Книги

Новая эпоха

22
18
20
22
24
26
28
30

– Соль? – спросил его Васкес.

– Не знаю, почтенный, – старожил, похоже, опасался сказать правду прямо.

– Морская соль, тут и думать нечего! – определил Ампиат, лузитанский раб, прибывший с нами, – Я её столько наглотался, что ни с чём теперь её горечь не спутаю!

Мы с Володей ухмыльнулись, поскольку сами были свидетелями правдивости его слов, да и Серёга, если бы был в этой поездке с нами, однозначно подтвердил бы. Ведь этого раба мы выловили в море, когда возвращались в Оссонобу из Мавритании! Конец пути был уже близок, мы миновали Гадес, затем Гасту и проходили как раз мимо устья Бетиса. Прогуливаемся по палубе, болтаем меж собой и с бодигардами, прикалываемся над бабуинами в клетке, и тут наблюдатель на мачте углядел людей за бортом и гораздо дальше от берега, чем следовало бы с точки зрения здравого смысла. Ну, Атлантику-то они форсировать вознамерились не совсем уж вплавь, а на плоту, но волны захлёстывали его добротно, а среди них наш наблюдатель заметил и мелькающий спинной плавник акулы. Ну, мы подплыли, рыбёшку кусючую шуганули, мореплавателей этих выловили, да на палубу втащили. Выглядели трое незадачливых пловцов изрядно оборванными, помятыми и вообще немилосердно побитыми жизнью, и я не сразу узнал в одном из них лузитана Ампиата, буйного и непокорного смутьяна, повешения высоко и коротко у нас заслужить не сподвигшегося, а угодившего на наши рудники, но и там продолжившего в дурь переть и в конце концов вполне по заслугам проданного римлянам. Теперь, кое-как отплевавшись от морской воды и прочухавшись, лузитан тоже узнал нас с испанцем, как раз и разбиравших его дело с вынесением приговора. Узнал – и предпринял героическую попытку сигануть обратно за борт, а когда эта попытка была пресечена, тут же в ноги нам бухнулся, прося вздёрнуть его с товарищами на рее или проткнуть мечом или ещё каким-нибудь не слишком садистским способом спровадить всех троих на тот свет, но только не возвращать их обратно римлянам – только не это, гы-гы!

У римлян Ампиат, как и следовало ожидать, вовремя всей серьёзности момента не осознал и в результате тоже на рудники загремел. А римские рудники – это, знаете ли, совсем не наши – почувствуйте, как говорится, разницу. Разницу он почувствовал быстро и в полной мере – римляне по этой части весьма высококвалифицированные воспитатели. Заговор, подготовка, бунт – вырвалось их на свободу из доброй сотни десятка полтора, от погони по горячим следам смогли уйти в заболоченную дельту Бетиса пятеро, от облавы в дельте, успев с грехом пополам связать свой плот-развалюху, спаслись лишь они втроём. Форсировать на своём горе-плавсредстве Атлантику они, конечно, не собирались, хотели просто вдоль берега подальше от района их розыска убраться, после чего продолжить свой побег по твёрдой земле, но злодейка-судьба в лице морской стихии распорядилась иначе, подсуропив им отливом.

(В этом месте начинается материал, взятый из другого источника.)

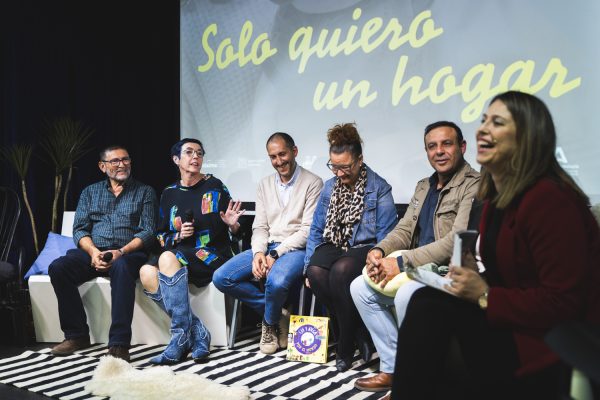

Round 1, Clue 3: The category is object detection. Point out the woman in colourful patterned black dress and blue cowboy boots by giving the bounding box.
[140,139,244,364]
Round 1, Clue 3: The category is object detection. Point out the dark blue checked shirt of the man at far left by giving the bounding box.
[73,178,158,249]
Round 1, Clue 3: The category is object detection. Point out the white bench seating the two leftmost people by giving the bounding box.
[29,212,229,346]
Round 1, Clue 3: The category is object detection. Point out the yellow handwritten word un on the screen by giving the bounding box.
[313,79,377,111]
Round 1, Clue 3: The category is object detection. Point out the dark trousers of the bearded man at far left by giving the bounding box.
[48,249,148,347]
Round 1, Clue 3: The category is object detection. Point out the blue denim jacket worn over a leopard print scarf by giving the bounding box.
[304,166,398,272]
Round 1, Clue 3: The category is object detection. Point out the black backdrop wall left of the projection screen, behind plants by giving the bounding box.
[0,0,179,263]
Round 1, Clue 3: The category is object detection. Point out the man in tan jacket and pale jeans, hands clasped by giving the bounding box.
[350,121,479,392]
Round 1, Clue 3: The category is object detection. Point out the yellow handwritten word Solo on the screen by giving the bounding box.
[198,21,277,72]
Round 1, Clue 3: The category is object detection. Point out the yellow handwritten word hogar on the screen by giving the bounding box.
[391,56,581,122]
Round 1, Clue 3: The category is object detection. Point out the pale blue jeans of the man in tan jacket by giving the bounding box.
[350,275,424,374]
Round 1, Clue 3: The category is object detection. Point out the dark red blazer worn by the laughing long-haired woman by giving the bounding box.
[487,179,593,333]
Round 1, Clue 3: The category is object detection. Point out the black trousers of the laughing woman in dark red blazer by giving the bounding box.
[392,287,562,399]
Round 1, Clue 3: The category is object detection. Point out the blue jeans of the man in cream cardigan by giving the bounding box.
[213,243,305,325]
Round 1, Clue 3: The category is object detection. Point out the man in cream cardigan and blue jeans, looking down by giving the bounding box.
[213,132,323,354]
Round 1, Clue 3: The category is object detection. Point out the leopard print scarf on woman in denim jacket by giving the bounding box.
[323,164,367,250]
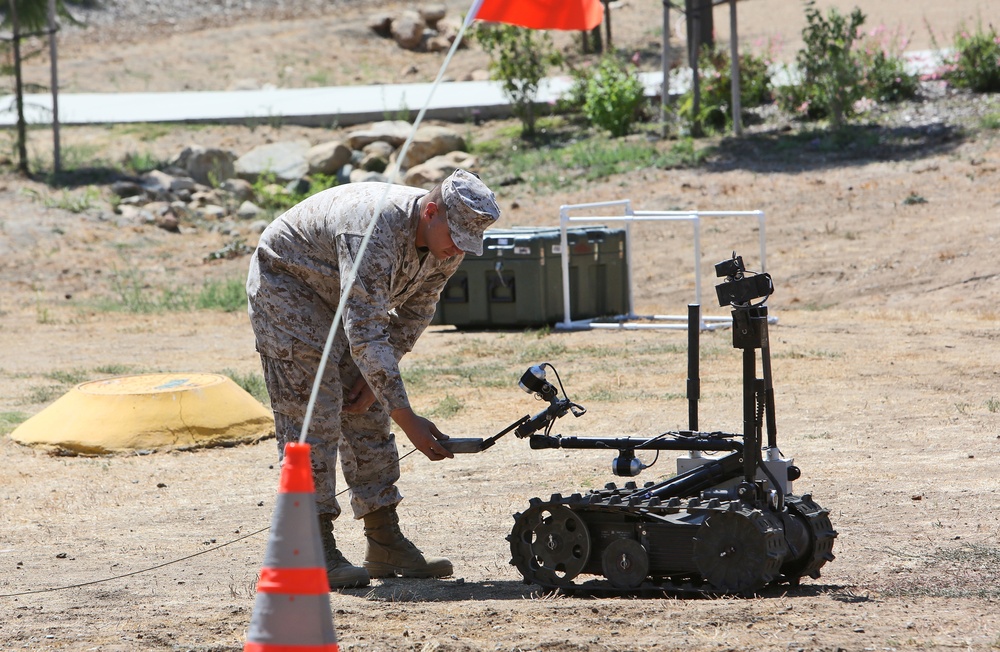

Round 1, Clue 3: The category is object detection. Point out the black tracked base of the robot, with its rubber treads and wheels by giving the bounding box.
[508,482,837,596]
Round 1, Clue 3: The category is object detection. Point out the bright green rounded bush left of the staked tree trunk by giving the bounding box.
[573,54,645,137]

Не заметив за нами намерения немедленно расправиться с ними или повязать и бросить в трюм, лузитан принялся упрашивать нас вернуть его на НАШ рудник – даже не обязательно тот самый, пусть будет самый худший из НАШИХ, с самыми жестокими надсмотрщиками – он на всё согласен и клянётся своими и нашими богами, что будет усердным и дисциплинированным работником, а ведь клятва дикаря, данная им за себя лично – не пустой звук. Вот что значит приобщение к передовой римской цивилизации! В общем, позабавил нас Ампиат изрядно, но хрен ли прикажете с этой троицей делать? В соответствии с буквой и духом договора с римским сенатом, мы – как добросовестные друзья и союзники римского народа – должны были сделать с ними как раз то, чего им категорически не хотелось, и реалистичных вариантов их дальнейшей участи в таком случае просматривалось только два – на прямых крестах их распнут или на косых. На таком фоне даже пристрелить "при попытке к бегству" выглядело не в пример гуманнее, но разве это наши методы? А у нас их держать тоже нельзя – ну, если только на короткое время, но не до бесконечности же! Просочится, чего доброго, слух, дойдёт до римлян, и очень неприятный разговор с ними будет тогда весьма вероятен – на тему, как это не по союзнически и вообще нехорошо – укрывать беглых рабов. На хрен, на хрен! Помозговав как следует и прикинув все за и против, мы решили, что раз и в нашей части Испании им находиться нельзя – им прямая дорога на Азоры…

Переглянувшись и обменявшись понимающими кивками, мы всё-же доели ощутимо горчащие порции – не делая перед рабами лицемерного вида, будто нам самим нравится то, чем их кормят, а просто показывая, что как терпят они – можем вытерпеть и мы. Вино, конечно, тоже оказалось разбавленным гораздо сильнее, чем полагалось, но это было предсказуемо и ожидаемо, а вот соль…

– Выпаривают эту соль здесь? – включил мента Васькин.

– Не знаю, – упёрся раб-старожил.

Ампиат заговорил с ним о чём-то по-лузитански, затем подумал и перевёл нам полученный результат на турдетанский:

– Ему может сильно не поздоровиться, если он расскажет или покажет – вы как приехали, так и уедете, а ему и дальше здесь жить и по-прежнему зависеть от тех, чьи интересы пострадают от его болтливости…

– То есть лучше вам всем и дальше давиться невкусной пищей, когда этому можно положить конец? – съязвил испанец.

– Ты был сказать, этот сол плохой, а можно хороший? – спросил его вдруг до сих пор молчавший сосед опрашиваемого, отчего Хренио выпал в осадок и озадаченно взглянул на меня.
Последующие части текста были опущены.